Both are peripheral nerve entrapment syndromes but affect different nerves and produce different symptom patterns. Carpal tunnel syndrome involves the median nerve at the wrist, producing tingling and numbness in the thumb, index, and middle fingers. Cubital tunnel syndrome involves the ulnar nerve at the elbow, affecting the ring and little fingers and the inner forearm. Cubital tunnel symptoms are often provoked by elbow flexion; carpal tunnel symptoms are often provoked by wrist position and night-time rest. Both can coexist, and the cervical spine can also contribute to symptoms in either distribution.
Can cubital tunnel syndrome be treated without surgery?

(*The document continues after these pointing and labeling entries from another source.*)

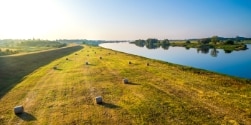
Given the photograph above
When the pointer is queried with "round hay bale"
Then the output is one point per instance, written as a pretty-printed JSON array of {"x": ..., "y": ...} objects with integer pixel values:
[
  {"x": 125, "y": 81},
  {"x": 99, "y": 100},
  {"x": 147, "y": 64},
  {"x": 18, "y": 109}
]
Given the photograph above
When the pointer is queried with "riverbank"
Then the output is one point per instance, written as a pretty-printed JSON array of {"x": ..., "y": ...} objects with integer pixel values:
[{"x": 158, "y": 93}]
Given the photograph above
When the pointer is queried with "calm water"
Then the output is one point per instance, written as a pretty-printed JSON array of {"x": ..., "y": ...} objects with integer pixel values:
[{"x": 236, "y": 63}]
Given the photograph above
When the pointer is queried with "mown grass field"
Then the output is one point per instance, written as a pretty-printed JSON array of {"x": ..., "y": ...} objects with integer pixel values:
[{"x": 161, "y": 93}]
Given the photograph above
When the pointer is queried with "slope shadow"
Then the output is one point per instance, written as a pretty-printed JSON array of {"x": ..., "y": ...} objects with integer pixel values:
[
  {"x": 14, "y": 68},
  {"x": 26, "y": 116}
]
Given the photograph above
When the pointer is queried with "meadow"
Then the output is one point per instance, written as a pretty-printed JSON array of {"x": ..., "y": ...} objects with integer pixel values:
[{"x": 62, "y": 90}]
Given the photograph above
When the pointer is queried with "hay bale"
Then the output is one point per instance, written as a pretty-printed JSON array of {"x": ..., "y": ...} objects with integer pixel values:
[
  {"x": 18, "y": 109},
  {"x": 98, "y": 100},
  {"x": 125, "y": 81},
  {"x": 147, "y": 64}
]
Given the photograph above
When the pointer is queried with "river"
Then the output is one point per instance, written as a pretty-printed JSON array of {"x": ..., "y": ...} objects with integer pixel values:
[{"x": 235, "y": 63}]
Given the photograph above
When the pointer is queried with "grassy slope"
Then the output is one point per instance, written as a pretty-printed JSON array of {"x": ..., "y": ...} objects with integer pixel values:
[{"x": 161, "y": 93}]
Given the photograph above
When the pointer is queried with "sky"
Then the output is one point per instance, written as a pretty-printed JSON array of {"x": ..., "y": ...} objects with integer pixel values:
[{"x": 124, "y": 19}]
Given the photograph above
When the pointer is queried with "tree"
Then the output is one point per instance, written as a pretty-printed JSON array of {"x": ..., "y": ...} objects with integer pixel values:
[
  {"x": 215, "y": 39},
  {"x": 229, "y": 42},
  {"x": 165, "y": 42},
  {"x": 204, "y": 41},
  {"x": 188, "y": 42}
]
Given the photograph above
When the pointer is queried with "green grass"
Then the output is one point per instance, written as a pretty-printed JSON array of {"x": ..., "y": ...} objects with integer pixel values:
[{"x": 162, "y": 93}]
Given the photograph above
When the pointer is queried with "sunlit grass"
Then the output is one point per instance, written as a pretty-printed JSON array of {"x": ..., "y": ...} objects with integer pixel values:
[{"x": 161, "y": 93}]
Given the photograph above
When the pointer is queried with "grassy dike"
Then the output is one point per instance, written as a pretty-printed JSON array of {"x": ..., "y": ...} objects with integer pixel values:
[{"x": 161, "y": 93}]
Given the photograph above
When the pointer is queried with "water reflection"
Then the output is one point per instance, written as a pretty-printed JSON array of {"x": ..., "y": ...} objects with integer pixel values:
[
  {"x": 238, "y": 63},
  {"x": 204, "y": 49}
]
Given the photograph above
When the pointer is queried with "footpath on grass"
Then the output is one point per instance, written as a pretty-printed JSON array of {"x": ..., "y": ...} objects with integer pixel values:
[{"x": 64, "y": 91}]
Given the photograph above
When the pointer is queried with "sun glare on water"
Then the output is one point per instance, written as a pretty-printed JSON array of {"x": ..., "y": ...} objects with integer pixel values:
[{"x": 30, "y": 18}]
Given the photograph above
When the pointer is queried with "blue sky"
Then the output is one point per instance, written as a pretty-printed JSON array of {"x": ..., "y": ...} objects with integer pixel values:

Yes — conservative management is the appropriate first line for most cases of cubital tunnel syndrome, particularly when symptoms are mild to moderate and without significant motor weakness or muscle wasting. Conservative management includes activity modification to avoid prolonged elbow flexion and direct pressure on the inner elbow, night splinting to keep the elbow in a neutral position during sleep, nerve mobilisation (neural gliding) exercises, and manual therapy directed at the cervical spine and fascial structures around the cubital tunnel. Surgery is considered for cases with significant motor involvement or where conservative management has been thorough without adequate response.
Does sleeping position affect cubital tunnel syndrome?

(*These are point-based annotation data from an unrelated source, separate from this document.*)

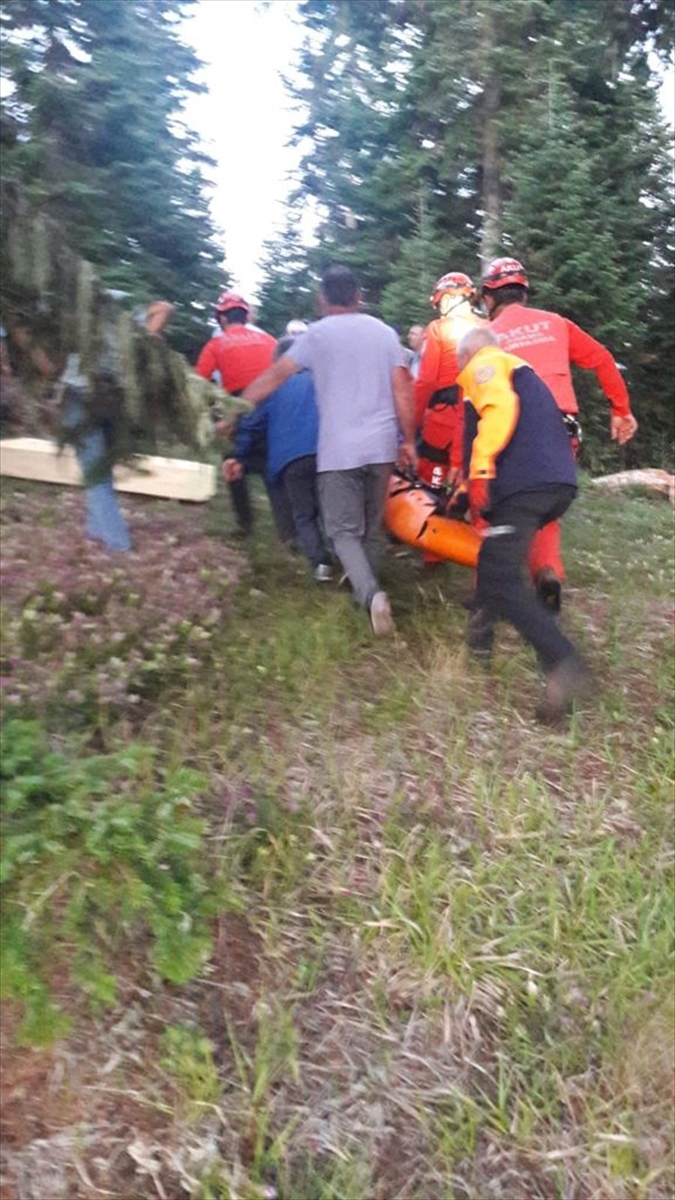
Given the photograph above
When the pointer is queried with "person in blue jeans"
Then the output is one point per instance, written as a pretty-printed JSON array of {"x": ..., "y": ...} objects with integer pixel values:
[
  {"x": 287, "y": 421},
  {"x": 93, "y": 438}
]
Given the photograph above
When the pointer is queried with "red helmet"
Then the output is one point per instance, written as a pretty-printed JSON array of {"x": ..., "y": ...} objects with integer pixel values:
[
  {"x": 454, "y": 281},
  {"x": 228, "y": 300},
  {"x": 502, "y": 271}
]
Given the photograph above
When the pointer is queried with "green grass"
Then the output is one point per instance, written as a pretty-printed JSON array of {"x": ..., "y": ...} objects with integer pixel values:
[{"x": 435, "y": 940}]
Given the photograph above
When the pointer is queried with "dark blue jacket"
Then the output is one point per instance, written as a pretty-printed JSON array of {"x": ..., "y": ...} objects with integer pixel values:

Yes — sleeping with the elbow fully flexed (a common position, particularly if sleeping on your side with the arm folded) significantly increases pressure within the cubital tunnel and is one of the most consistent aggravating factors for cubital tunnel syndrome. Many people notice their worst symptoms first thing in the morning for this reason. A simple intervention — sleeping with the elbow in a more extended position, either naturally or supported with a soft brace or pillow — often produces a rapid improvement in night-time and morning symptoms.

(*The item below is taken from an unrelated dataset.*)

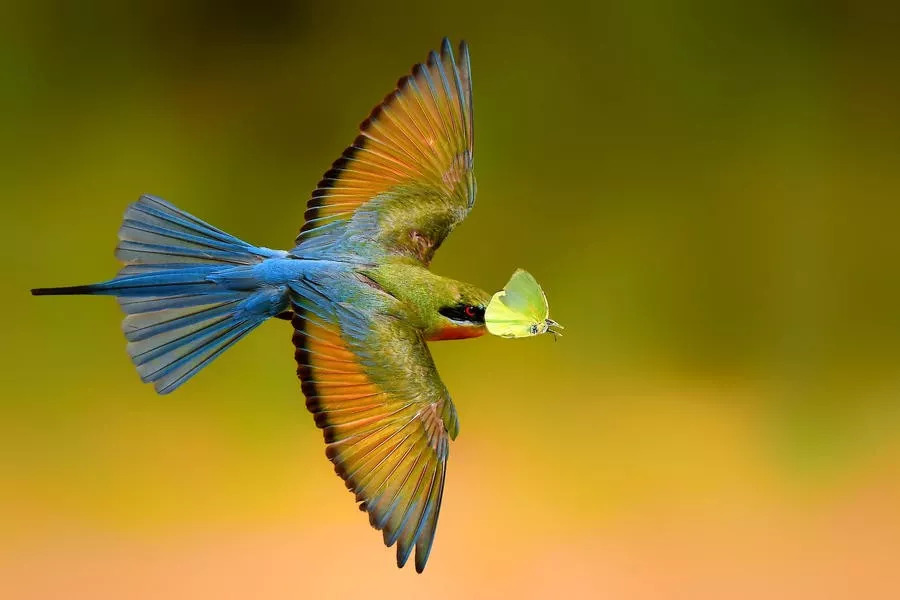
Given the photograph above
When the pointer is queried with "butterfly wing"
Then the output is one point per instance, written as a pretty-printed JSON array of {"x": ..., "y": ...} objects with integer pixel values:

How does the fascial system relate to cubital tunnel syndrome?
The cubital tunnel retinaculum — the fibrous arch overlying the ulnar nerve at the elbow — is a fascial structure, continuous with the medial intermuscular septum and the antebrachial fascia of the forearm. Fascial densification in the medial arm and proximal forearm can reduce the compliance of these structures and increase the pressure on the underlying ulnar nerve. Nerve entrapment syndromes often involve a combination of direct compression and restricted neural gliding within the surrounding fascial tunnel. Our assessment maps the fascial restrictions in the medial arm and forearm alongside cervical spine assessment, as cervical contributions to ulnar nerve sensitisation (double crush phenomenon) are clinically common.

References

  1. Wolny T, Fernández-de-las Peñas C, Buczek T, Domin M, Granek A, Linek P. (2022). The effects of physiotherapy in the treatment of cubital tunnel syndrome: a systematic review. Journal of Clinical Medicine, 11(14), 4247.
  2. Anderson D, Woods B, Abubakar T, Koontz C, Li N, Hasoon J, Viswanath O, Kaye AD, Urits I. (2022). A comprehensive review of cubital tunnel syndrome. Orthopedic Reviews, 14(3).
  3. Stecco C. (2019). Fascial entrapment neuropathy. Clinical Anatomy, 32(7), 887–891.